The Method Behind Budget Solutions 2012

The Method Behind Budget Solutions 2012

Budget Solutions 2012 is a balanced budget proposal that does not require budget gimmicks, tax increases or borrowing. It is an exercise in priority setting. The truth is that tax dollars cannot support state government at its current size.

Budget Solutions 2012 is a balanced budget proposal that does not require budget gimmicks, tax increases or borrowing. It is an exercise in priority setting. The truth is that tax dollars cannot support state government at its current size. Tough choices must be made.

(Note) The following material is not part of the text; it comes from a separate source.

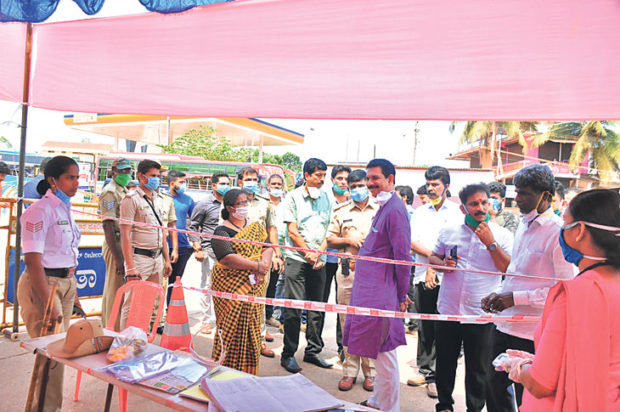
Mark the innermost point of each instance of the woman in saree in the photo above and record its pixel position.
(577, 362)
(241, 268)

Our budgeting process was based on the following five principles:

  1. Setting Priorities: Every budget is an exercise in setting priorities because there is never enough money to pay for every program desired. When revenues fall, as they inevitably do every business cycle, the need to prioritize spending is even more acute. This includes paying for teachers before administrators, roads before expansive new rail proposals and public safety before public art.
  2. Competitive Grant Funding: Every year the Illinois state budget is riddled with hundreds of grants and line items. Most of those are relatively small initiatives that receive relatively little attention – and even less scrutiny. Added together, the 328 items totaling $5 million or less equal almost $350 million per year, a sum larger than the total operating budget of several state agencies. Illinois taxpayers cannot continue to fund every single one of these programs. But that doesn’t mean they all must go. In Budget Solutions 2012 every item whose final 2011 funding was $5 million or below will not receive any automatic funding, but is qualified to potentially have its funding restored through a proposed program called “Competitive Grant Funding.” In short, if a small program is vital to an agency’s mission, then that agency can submit a detailed proposal to an independent review panel that will publish clear assessment guidelines. This can be modeled after the federal Government Accountability Office’s Program Assessment and Review Tool (PART) and the federal Department of Education Invest in Innovation Grant awards.This will increase transparency and produce standardized information unlike anything the state has ever seen, and based on that publicly available information with each proposal, policymakers will have to prioritize who is eligible for funding—and who is not. If successful, this program could serve as an accountable funding model for larger programs in future years. A detailed explanation of Competitive Grant Funding can be found in an accompanying Illinois Policy Institute brief. Budget Solutions 2012 makes $150 million available to be awarded through the program, saving taxpayers at least $200 million.
  3. Transparency and Accountability: State government must accept its responsibilities, use taxpayers’ money in full sunlight and hold programs accountable for results. This budget proposal directs funds to make the workings of government transparent to the public, legislators and managers in executive agencies.Based on independent research relevant to government programs in Illinois, this budget recommends scaling back programs such as early childhood education where results have not met expectations, changing programs such as Medicaid to better align the incentives of recipients and taxpayers, and eliminating programs that lack evaluations or standards of success.

    We recommend that every state agency and local unit of government completely open their books. When spending reforms are attempted, many agencies will say that the changes are not possible. These agencies have an obligation to be fully transparent regarding every dollar spent and for what purpose so that the public can make its own judgment.

    The level of generality in the budget presentation makes it difficult to hold spending accountable in every instance. For example, it is clear that spending in the classroom produces better results than spending on administrators, but the state budget provides no way to determine how personnel expenses are currently distributed between functions. As a result, this alternative budget cannot show reallocations within line items – a more detailed budget proposal from the governor would allow for a more detailed critique.

  4. Spending Fairness: Government expenditures are to improve the public welfare, not the welfare of specific groups. When community colleges offer subsidized training to selected companies, when select groups get scholarships to universities, when hand-picked businesses get marketing help, when some companies receive special tax breaks and grants or when the state tries to pick economic winners and losers, every other taxpayer bears the burden, and in the meantime, valuable state core services are crowded out.
  5. Last In, First Out: Over the last decade, the state has created and/or expanded a variety of programs. The state needs to focus on core services and prioritize our budget accordingly. Where the merits of a program warrant more funding, this alternative budget increases spending.